Week 2 Practise Questions L4-6 Flashcards
What is the main difference between Toll-like receptors (TLRs) and NOD-like receptors (NLRs)?
Former associated with membranes, latter cytoplasmic
What is extravasation?
Movement of cells (and large molecules) out of blood into tissues during inflammation
How do Type I interferons affect viral replication?
Induce expression of endonuclease that degrades viral RNA + protein kinase that phosphorylates an initiation factor needed for protein translation
What are the functions of the Fab and Fc regions of antibodies?
Antigen recognition (Fab) and effector (i.e antigen elimination) functions (Fc)
How do the immunoglobulin classes differ from one another?
Differ in the constant region of the heavy chains (and in effector functions)
What 3 main discoveries were made from the sequencing of myeloma proteins?
V and C regions, homology regions, hypervariable regions were identified
What is a CDR and why is it important?
Complementarity Determining Region - corresponds to hypervariable “loop”, main region involved in antigen recognition
How do soluble and membrane-bound forms of antibody differ?

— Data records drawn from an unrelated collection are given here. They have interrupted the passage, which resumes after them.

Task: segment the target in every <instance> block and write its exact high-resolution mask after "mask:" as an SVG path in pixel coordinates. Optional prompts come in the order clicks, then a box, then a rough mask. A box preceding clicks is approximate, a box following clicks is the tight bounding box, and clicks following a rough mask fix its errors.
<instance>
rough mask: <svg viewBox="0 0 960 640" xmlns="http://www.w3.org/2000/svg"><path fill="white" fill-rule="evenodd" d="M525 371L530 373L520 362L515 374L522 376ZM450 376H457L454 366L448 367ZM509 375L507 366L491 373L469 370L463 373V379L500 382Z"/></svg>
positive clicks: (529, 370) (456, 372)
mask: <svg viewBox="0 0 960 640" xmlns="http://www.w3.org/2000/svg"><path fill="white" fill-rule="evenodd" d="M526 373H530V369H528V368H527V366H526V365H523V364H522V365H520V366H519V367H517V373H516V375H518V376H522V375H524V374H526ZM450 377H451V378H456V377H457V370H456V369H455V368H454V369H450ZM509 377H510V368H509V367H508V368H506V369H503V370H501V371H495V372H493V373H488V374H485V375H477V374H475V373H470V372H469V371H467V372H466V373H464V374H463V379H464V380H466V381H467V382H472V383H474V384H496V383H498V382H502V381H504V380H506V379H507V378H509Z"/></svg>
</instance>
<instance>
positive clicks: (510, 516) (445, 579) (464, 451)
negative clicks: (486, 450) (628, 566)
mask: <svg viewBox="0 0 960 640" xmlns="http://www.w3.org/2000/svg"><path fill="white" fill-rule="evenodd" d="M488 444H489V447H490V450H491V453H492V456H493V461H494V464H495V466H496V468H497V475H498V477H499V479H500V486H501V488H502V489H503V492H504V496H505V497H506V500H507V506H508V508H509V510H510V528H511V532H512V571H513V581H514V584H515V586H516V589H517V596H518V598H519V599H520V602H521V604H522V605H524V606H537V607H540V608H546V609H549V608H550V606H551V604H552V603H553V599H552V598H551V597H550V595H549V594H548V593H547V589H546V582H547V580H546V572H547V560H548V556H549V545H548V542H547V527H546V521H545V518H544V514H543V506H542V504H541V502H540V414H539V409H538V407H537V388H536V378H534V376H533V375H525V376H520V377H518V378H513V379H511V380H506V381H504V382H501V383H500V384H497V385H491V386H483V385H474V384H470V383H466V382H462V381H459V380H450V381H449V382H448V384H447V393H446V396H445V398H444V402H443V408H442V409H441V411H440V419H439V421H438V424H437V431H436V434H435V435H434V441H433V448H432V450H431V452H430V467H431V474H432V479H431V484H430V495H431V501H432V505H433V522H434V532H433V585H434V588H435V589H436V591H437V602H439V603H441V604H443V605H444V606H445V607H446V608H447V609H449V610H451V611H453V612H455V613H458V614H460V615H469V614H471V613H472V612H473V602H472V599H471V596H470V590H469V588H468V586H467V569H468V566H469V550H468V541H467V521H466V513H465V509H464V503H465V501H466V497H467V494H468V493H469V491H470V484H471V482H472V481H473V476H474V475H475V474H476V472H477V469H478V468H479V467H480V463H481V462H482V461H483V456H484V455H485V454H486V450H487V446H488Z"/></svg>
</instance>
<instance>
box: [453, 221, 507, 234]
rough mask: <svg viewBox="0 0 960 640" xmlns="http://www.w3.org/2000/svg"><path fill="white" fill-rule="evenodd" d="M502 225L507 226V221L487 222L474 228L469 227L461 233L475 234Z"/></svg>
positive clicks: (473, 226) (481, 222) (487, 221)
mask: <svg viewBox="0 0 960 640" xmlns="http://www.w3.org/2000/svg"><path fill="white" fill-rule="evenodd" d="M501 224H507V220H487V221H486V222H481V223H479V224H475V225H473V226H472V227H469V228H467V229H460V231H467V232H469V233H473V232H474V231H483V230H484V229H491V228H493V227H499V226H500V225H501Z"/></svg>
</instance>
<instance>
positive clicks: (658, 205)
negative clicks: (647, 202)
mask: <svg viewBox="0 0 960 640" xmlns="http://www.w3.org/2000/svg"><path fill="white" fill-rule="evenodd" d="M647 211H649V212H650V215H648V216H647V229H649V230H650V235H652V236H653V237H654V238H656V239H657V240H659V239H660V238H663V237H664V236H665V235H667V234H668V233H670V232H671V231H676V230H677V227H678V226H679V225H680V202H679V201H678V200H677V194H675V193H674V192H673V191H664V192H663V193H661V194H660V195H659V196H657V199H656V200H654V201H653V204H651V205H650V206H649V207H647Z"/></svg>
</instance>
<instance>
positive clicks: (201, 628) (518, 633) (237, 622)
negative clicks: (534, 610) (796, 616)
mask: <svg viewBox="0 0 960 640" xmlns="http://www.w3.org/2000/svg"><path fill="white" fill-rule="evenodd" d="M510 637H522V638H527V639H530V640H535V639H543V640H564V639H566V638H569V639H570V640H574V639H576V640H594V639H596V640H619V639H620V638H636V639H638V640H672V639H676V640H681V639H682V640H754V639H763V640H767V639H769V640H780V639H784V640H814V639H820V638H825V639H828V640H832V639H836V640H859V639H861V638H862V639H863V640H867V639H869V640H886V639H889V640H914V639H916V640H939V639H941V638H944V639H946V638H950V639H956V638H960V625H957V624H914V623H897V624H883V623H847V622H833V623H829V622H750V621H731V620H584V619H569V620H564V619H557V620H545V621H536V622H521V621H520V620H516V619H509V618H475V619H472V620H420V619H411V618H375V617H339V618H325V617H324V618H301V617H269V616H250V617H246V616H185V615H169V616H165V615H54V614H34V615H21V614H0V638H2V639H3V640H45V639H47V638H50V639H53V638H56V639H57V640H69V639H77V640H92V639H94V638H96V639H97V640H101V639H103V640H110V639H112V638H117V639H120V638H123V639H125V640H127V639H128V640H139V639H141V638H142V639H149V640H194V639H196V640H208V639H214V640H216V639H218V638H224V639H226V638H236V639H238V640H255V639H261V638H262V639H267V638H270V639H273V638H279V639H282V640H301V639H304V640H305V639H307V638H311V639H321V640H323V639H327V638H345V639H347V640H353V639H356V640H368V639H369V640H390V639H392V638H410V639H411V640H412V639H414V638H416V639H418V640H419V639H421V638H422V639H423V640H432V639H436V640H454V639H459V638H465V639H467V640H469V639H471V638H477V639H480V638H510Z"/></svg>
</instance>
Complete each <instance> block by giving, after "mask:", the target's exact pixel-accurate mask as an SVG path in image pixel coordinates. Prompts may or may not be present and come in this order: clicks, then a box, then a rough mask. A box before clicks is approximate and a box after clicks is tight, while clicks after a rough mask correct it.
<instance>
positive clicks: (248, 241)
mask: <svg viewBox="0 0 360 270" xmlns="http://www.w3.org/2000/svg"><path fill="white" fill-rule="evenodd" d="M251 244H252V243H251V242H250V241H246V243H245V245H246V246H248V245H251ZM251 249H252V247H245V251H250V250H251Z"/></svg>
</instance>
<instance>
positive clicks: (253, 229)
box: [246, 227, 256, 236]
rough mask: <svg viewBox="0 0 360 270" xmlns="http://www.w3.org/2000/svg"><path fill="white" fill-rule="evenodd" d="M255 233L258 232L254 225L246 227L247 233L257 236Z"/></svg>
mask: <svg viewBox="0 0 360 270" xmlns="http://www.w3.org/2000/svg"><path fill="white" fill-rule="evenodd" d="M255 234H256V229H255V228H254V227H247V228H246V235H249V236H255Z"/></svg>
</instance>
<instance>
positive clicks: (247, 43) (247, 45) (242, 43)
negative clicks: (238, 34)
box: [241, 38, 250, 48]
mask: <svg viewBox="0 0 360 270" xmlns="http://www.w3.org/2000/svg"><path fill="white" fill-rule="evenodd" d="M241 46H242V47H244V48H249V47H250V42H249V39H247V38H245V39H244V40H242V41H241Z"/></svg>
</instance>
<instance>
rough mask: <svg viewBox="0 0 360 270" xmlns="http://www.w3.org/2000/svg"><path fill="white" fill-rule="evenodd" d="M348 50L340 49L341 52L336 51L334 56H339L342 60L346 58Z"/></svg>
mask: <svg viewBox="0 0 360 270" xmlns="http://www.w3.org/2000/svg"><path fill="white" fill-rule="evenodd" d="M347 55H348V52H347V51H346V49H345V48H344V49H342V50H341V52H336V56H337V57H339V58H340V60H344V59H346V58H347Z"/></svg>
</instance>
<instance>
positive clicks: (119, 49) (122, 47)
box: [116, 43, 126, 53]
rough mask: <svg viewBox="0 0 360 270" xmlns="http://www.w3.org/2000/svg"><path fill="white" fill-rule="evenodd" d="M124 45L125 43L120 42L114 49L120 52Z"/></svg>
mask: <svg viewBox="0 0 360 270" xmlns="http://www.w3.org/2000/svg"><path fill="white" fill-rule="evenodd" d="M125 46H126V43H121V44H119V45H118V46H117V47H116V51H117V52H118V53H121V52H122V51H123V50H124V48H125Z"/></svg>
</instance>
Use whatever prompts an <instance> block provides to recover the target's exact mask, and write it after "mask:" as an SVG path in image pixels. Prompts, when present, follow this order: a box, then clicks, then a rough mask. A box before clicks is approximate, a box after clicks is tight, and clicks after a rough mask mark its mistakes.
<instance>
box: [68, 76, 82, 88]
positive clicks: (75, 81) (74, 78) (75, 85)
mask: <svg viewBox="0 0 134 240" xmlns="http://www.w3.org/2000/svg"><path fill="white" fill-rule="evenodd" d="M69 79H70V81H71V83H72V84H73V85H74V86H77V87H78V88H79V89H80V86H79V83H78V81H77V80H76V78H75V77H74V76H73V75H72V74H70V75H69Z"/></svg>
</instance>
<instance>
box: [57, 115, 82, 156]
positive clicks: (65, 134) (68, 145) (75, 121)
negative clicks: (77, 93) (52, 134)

Soluble antibodies have hydrophilic C terminus, whereas membrane forms have a hydrophobic C terminus (for insertion in lipid bilayer). Membrane forms are usually IgM and/or IgD and monomers.
What is the disease SCID and how does it arise?
Severe combined immunodeficiency disease can arise due to mutations in the RAG genes; B and T cell receptor genes cannot undergo rearrangement. Patients are unable to produce functional B and T cells i.e. no adaptive immunity.
What is the greatest source of antibody diversity?
Junctional diversity (where the somatically recombined genes join).
How do you think patients with AID deficiency would be affected?
Lack of class switching from IgM and no somatic hypermutation i.e. lacking effector functions associated with classes other than IgM and no affinity maturation.